Where are you located?
What sort of antenna are you using at the moment?
Some _TV_ stations can be tuned on more than one frequency so have you tried retuning?


----------



## Daddy (27 Aug 2007)

Located in the countryside in Co Tipperary.

Aerial is in the attic.

Did try retuning to no avail.


----------



## AnAthas (27 Aug 2007)

I have the same problem. 

I asked an ariel guy and he said there are two types of ariel UHF and VHF. The RTEs are picked up better on one and TV3 and TG4 on the other. Haven't verfied this, but on looking at other houses in the estate most of them have two different types, while I only have the one.

Can anyone else concur?


----------



## ClubMan (27 Aug 2007)

I've found it difficult to get up to date information about different transmitters and the polarity and frequency of different broadcasts but I did see something somewhere (vague or what!) about _RTE1/2 _possibly being on a different frequency (e.g. _UHF _versus _VHF_) or polarity (e.g. vertical versus horizontal) than _TV3/TG4_ which may mean that you need two aerials or a dual mode one. I think that there's more information on this sort of stuff on _boards.ie_.


----------



## pat127 (27 Aug 2007)

AnAthas said:


> I have the same problem.
> 
> I asked an ariel guy and he said there are two types of ariel UHF and VHF. The RTEs are picked up better on one and TV3 and TG4 on the other. Haven't verfied this, but on looking at other houses in the estate most of them have two different types, while I only have the one.
> 
> Can anyone else concur?



RTE1/RTE2 are broadcast on both VHF and UHF but VHF is being phased out and isn't available on all transmitters. 

TG4/TV3 are on UHF only.

I'd say that Tipperary gets its coverage from one or other of the 4 transmitters which broadcast both VHF and UHF (Mullaghanish, Maghera, Kippure and Mount Leinster). You'll get a clue which one you are on by determining the direction in which the antenna is pointing. If you are using a UHF antenna then you should be getting all the stations.  If your antenna is VHF you'll get the RTEs of course but I can't say whether you'll pick up the other 2 with it in your circumstances. Your antenna could be UHF but being in the attic it's not high enough, or in general it's not providing enough gain, or it'd work better pointing at another transmitter. 

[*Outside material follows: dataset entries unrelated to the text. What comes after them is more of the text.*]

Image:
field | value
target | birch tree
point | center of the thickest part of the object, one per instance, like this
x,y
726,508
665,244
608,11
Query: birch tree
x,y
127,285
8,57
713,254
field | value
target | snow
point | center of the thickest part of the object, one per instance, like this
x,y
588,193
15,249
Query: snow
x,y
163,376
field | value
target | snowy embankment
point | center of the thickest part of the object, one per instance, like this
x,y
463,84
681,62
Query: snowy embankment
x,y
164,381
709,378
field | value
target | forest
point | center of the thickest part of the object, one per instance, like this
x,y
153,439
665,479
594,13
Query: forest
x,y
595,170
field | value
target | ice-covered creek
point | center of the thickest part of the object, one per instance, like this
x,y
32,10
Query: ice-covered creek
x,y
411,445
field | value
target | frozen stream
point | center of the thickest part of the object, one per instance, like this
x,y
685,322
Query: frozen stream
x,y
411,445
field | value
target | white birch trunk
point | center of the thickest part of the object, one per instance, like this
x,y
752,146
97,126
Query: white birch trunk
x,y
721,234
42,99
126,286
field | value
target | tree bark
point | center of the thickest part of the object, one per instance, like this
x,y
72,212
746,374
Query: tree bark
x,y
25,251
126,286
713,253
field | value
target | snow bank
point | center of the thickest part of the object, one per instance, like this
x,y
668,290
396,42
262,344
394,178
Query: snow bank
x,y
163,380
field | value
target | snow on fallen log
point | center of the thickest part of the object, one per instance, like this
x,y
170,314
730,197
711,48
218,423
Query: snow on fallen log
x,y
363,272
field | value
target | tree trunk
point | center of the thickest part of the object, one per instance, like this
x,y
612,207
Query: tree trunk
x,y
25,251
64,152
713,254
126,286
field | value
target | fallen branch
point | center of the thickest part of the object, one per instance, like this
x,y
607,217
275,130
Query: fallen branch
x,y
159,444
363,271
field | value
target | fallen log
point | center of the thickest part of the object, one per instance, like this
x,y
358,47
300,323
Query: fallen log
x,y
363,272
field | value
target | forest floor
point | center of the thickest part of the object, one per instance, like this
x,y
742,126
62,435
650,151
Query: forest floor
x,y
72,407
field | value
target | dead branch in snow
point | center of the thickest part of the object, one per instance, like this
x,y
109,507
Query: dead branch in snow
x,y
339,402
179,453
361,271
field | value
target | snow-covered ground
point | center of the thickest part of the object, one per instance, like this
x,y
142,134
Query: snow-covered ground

Sorry I can't be of more help. Did you install the antenna yourself? If so can you ask your supplier for more info? Alternatively can you ask your neighbours for info?


----------



## Daddy (27 Aug 2007)

Thanks for info - will ask the neighbours.


----------



## cork (28 Aug 2007)

I am finding TV3 receception from the Mullaghanish transmitter poor.

My Tg4 is fine.


----------



## cork (6 Sep 2007)

TV3 recepton will ariel is deplorable.

I emailed TV3 but got no response.

Reception of TG4 is perfect


----------



## gebbel (6 Sep 2007)

I started a thread recently on my observation that the TV3 reception is inferior to RTE1 and 2 via my SKY box. It did not get many hits but I remain disappointed with the picture quality


----------